Berlin – Anlässlich der Vereinbarung von Volkswagen mit der Bundesstaatsanwaltschaft São Paolo zur Zahlung von etwa 5,6 Miollionen Euro an Betroffene der Militärdiktatur (1964-85) in Brasilien lesen Sie hier ein Statement von Wolfgang Kaleck, Generalsekretär des ECCHR.
Das ECCHR hat den Fall der verfolgten Gewerkschafter von VW do Brasil seit 2017 aktiv unterstützt.

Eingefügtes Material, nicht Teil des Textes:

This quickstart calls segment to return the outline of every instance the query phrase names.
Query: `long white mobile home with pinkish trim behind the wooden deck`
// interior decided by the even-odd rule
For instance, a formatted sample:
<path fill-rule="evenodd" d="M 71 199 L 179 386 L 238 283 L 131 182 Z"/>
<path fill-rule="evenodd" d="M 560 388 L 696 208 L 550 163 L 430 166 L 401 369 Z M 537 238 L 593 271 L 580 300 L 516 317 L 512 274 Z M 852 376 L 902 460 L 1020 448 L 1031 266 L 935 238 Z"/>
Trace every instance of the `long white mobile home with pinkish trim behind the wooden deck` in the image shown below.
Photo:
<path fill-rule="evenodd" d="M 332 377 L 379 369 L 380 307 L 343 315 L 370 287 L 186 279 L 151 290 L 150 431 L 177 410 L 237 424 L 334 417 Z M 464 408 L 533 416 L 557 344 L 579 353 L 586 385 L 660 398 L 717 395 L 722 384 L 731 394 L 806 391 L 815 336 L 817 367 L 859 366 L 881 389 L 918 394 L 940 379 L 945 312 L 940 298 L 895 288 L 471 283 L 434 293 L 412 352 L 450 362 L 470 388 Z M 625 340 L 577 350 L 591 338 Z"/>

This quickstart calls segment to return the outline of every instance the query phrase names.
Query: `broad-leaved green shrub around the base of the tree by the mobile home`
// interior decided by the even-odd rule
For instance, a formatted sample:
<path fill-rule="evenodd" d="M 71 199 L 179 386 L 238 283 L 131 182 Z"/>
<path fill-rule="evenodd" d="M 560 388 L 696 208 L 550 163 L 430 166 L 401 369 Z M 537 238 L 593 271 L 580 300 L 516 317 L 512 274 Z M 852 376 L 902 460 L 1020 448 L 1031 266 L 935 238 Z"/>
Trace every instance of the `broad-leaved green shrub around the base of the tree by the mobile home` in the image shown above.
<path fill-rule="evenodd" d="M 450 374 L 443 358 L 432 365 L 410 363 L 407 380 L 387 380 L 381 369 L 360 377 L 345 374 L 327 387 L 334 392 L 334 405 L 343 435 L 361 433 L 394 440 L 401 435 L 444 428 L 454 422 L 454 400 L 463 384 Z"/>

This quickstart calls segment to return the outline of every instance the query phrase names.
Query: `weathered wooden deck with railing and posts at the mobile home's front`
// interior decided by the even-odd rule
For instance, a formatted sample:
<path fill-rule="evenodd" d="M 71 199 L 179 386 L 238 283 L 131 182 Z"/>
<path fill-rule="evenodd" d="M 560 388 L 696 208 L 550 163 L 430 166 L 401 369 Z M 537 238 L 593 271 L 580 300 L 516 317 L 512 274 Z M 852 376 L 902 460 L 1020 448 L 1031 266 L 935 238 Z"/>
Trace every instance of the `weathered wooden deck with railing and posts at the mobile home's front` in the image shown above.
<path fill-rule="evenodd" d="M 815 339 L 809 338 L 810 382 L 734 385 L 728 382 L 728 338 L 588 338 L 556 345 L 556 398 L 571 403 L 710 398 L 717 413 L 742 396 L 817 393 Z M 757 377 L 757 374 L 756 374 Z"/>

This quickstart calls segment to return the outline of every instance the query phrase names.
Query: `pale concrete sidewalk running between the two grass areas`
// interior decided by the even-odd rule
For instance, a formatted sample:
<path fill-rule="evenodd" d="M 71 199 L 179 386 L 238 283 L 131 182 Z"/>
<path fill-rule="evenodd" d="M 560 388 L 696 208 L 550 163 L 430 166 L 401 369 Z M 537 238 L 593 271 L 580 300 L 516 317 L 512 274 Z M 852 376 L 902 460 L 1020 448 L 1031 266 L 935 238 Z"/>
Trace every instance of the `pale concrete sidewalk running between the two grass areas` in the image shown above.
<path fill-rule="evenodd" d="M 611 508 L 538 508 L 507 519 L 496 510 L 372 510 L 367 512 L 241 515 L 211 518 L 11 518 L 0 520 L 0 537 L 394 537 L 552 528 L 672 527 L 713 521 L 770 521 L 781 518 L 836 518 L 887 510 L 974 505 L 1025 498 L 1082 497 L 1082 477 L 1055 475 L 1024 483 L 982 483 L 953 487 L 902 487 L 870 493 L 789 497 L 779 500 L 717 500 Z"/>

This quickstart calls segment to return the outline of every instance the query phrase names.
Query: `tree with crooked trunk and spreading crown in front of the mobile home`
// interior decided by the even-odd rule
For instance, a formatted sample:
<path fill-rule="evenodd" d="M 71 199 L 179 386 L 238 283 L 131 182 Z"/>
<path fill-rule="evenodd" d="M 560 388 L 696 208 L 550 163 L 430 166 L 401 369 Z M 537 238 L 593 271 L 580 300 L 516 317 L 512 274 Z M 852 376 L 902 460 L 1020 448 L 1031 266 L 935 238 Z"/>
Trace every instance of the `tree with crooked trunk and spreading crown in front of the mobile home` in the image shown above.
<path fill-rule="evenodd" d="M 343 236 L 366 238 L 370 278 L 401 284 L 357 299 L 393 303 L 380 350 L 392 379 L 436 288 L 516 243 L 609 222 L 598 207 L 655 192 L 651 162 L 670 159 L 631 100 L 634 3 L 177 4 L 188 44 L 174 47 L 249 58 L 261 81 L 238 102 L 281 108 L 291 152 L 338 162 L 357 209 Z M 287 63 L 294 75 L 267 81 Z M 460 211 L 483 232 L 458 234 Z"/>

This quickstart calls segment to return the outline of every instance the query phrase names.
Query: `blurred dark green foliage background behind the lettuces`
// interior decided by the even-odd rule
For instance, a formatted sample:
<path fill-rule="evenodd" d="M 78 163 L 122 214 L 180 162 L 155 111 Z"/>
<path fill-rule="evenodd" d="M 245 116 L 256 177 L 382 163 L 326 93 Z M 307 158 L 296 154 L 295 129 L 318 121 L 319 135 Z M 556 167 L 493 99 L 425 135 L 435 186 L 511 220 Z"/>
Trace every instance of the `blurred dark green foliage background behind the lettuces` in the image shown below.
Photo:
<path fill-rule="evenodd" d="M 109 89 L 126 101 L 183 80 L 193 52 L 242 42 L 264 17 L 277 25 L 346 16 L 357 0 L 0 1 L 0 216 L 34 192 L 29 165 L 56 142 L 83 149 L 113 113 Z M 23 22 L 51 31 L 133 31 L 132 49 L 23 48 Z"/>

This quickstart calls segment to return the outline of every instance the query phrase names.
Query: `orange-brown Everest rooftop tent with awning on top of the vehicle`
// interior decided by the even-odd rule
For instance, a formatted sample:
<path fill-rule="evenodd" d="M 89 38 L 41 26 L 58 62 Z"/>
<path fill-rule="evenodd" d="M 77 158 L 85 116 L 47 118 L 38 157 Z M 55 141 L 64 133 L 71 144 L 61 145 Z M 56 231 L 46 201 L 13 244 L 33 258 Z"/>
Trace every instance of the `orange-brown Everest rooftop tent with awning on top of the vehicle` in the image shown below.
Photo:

Wolfgang Kaleck war zudem Anwalt des früheren VW-Mitarbeiters und Gewerkschafters Lúcio Bellentani, der im Rahmen der Militärdikatur 1972 über Monate schwer gefoltert wurde und der Kaleck in seiner Funktion als Präsident der Arbeitervereinigung „Heinrich Plagge“ beauftragte.
„Dass nach über 40 Jahren die Aktivitäten von VW do Brasil und seine Verwicklungen in die Vergehen der brasilianischen Militärdiktatur überhaupt aufgearbeitet wurden, ist erst einmal positiv. Insbesondere angesichts der aktuellen politischen Situation in Brasilien nach der Machtübernahme des rechtpopulistischen Präsidenten Jair Bolsonaro ist die Vereinbarung zwischen der Staatsanwaltschaft und VW do Brasil – die Zahlung von etwas 5,6 Millionen Euro zur Unterstützung der Betroffenen, für eine Gedenkstätte und zur wissenschaftlichen Aufarbeitung der Militärdiktatur – ein Schritt in die richtige Richtung.
Dennoch hätten der brasilianische Staat und der Konzern von sich aus früher reagieren müssen: Einige der Betroffenen sind inzwischen verstorben und können diese späte Aufarbeitung nicht mehr erleben, so wie mein Mandant Lúcio Bellentani. Umso wichtiger ist es, dass sowohl VW als auch der brasilianische Staat schnellstmöglich alle Voraussetzungen dafür schaffen, die Entschädigungen zügig auszubezahlen.
Heute, mit einem weiterentwickelten Völkerstrafrecht, müssten sich die Verantwortlichen des brasilianischen VW-Konzerns für die ihre Aktivitäten wegen Beihilfe zu Verbrechen gegen die Menschlichkeit bzw. Beihilfe zur Folter vor Gericht behaupten. Der lange Zeitverlauf, die im Vergleich zu heute unterschiedliche Rechtslage und insbesondere die Amnestie der Militärs, die nach wie vor eine Strafverfolgung verhindert, hat den Handlungsspielraum eingeschränkt, aber immerhin zu dieser außergerichtlichen Einigung geführt.
Zwar kann all dies den großen Schaden, den die brasilianische Militärdiktatur gegen die Gesellschaft im Allgemeinen und gegen die individuell betroffenen Gewerkschafter begangen hat, keineswegs aufwiegen – dazu kommen die Sanktionen viel zu spät. Aber diese Vereinbarung zeigt: Es muss sich herumsprechen, dass die Verwicklung in schwerste Menschenrechtsverletzungen Reputationsschaden und finanziellen Schaden bewirken kann. Auch wirtschaftliche Akteure wie transnationale Unternehmen müssen sich straf- und zivilrechtlich für schwerste Menschenrechtsverletzungen verantworten. Solche Verbrechen – auch jene, die schon lange zurückliegen – müssen aufgeklärt und sanktioniert werden. Das Beispiel Brasilien zeigt, dass es möglich ist. Und wir hoffen, dass dieses Beispiel Schule macht.
Andere Unternehmen, die sich in Lateinamerika an den Verbrechen der Militärdiktaturen mitschuldig gemacht haben, allen voran Mercedes Benz, leugnen bis heute ihre Mitverantwortung für schwerste Menschenrechtsverbrechen.Wir kämpfen weiter dafür, dass auch Mercedes Benz endlich zur Aufklärung der damaligen Geschehen und zur Entschädigung der Betroffenen beiträgt. Die Entwicklungen in Brasilien sind dafür hoffentlich ein gutes Vorbild.“
Das ECCHR arbeitet seit seiner Gründung zur Aufklärung der Mitverantwortung von transnationalen Unternehmen bei den Verbrechen von Militärdiktaturen wie in Brasilien oder Argentinien. Wolfgang Kaleck reichte bereits 1999 eine Strafanzeige gegen Manager von Mercedes Benz wegen des Verschwindens von Gewerkschaftern in Argentinien ein.